Prior NMR data (11, 12, 14) led to the hypothesis that the C-terminal tail acts as a secondary gate occluding the primary E14-defined binding site in the absence of drug-substrate, with drug binding to a peripheral site opening this gate and allowing release of protons from E14. This model can explain the observed coupling of the C-terminal tail with both drug-binding and protonation events at the primary site (12) and the correspondence of proton off-rate and substrate on-rate in prior stopped-flow studies of EmrE (38). Here we combine MD simulations with experimental studies of a tail-truncated mutant, Δ107-EmrE, to more directly test the tail-gating hypothesis and determine whether this model can explain the minimal proton leak observed for WT-EmrE (9) and the newly-discovered harmane-gated proton uniport activity of EmrE (11).
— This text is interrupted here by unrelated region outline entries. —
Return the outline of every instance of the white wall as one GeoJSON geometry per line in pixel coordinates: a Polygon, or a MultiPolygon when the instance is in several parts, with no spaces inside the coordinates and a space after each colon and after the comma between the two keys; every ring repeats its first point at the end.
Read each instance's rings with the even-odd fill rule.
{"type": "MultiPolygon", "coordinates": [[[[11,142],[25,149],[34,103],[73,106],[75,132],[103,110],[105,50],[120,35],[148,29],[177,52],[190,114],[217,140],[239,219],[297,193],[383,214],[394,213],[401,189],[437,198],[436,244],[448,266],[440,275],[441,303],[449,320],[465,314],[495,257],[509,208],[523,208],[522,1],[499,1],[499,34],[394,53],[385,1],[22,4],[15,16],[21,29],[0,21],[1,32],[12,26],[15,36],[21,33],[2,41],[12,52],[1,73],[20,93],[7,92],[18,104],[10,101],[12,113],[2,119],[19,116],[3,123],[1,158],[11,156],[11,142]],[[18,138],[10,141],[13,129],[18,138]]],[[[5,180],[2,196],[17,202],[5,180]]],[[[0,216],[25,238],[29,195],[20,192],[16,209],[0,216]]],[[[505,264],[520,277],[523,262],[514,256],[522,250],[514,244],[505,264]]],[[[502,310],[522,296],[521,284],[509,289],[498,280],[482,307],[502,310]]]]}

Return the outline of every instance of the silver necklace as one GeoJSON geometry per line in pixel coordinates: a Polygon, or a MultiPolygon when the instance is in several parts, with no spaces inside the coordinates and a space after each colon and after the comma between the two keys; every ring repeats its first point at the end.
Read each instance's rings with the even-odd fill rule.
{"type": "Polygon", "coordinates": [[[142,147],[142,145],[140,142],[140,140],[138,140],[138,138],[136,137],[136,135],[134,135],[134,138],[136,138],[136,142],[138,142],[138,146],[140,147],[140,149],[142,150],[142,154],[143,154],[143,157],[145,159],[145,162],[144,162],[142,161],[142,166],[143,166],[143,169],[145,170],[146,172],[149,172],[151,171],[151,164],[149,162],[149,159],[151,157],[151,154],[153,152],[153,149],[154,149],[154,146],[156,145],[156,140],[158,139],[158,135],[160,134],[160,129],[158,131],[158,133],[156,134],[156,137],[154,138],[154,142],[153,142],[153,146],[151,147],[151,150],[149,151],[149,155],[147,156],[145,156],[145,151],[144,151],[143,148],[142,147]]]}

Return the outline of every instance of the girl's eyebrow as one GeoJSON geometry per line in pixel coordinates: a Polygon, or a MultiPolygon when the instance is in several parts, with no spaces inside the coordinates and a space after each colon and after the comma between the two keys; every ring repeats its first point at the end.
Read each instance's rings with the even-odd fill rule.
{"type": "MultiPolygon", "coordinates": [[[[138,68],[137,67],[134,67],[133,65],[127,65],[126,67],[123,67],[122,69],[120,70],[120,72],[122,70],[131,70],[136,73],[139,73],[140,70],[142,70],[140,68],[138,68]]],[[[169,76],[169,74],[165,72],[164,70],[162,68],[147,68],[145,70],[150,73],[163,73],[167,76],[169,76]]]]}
If the tail is important for gating proton access to the binding pocket and preventing proton leak through the WT transporter, then truncation should enhance proton leak through EmrE. This is exactly what we observe, with increased uncoupled proton flux through Δ107-EmrE in vitro (Fig. 3) and diminished growth of E. coli expressing Δ107-EmrE in vivo (Fig 2). Comparing MD simulations of WT and Δ107-EmrE shows that the C-terminus can interact with TM3 to block formation of a water wire, providing a structural hypothesis for how the tail gates access to the primary EmrE binding site at E14 and regulates proton entry and exit from that site, as required for proton leak. Truncation of the C-terminal tail in Δ107-EmrE also removes key residues that are part of a secondary substrate binding site, reduces the sensitivity to harmane-triggered proton leak in vitro and in vivo (Fig. 8). Identical maximal harmane-triggered proton leak through WT- and Δ107-EmrE further supports the model that substrates bind at a secondary site in the vicinity of the C-terminal tail and releasing this secondary gate to allow proton flux.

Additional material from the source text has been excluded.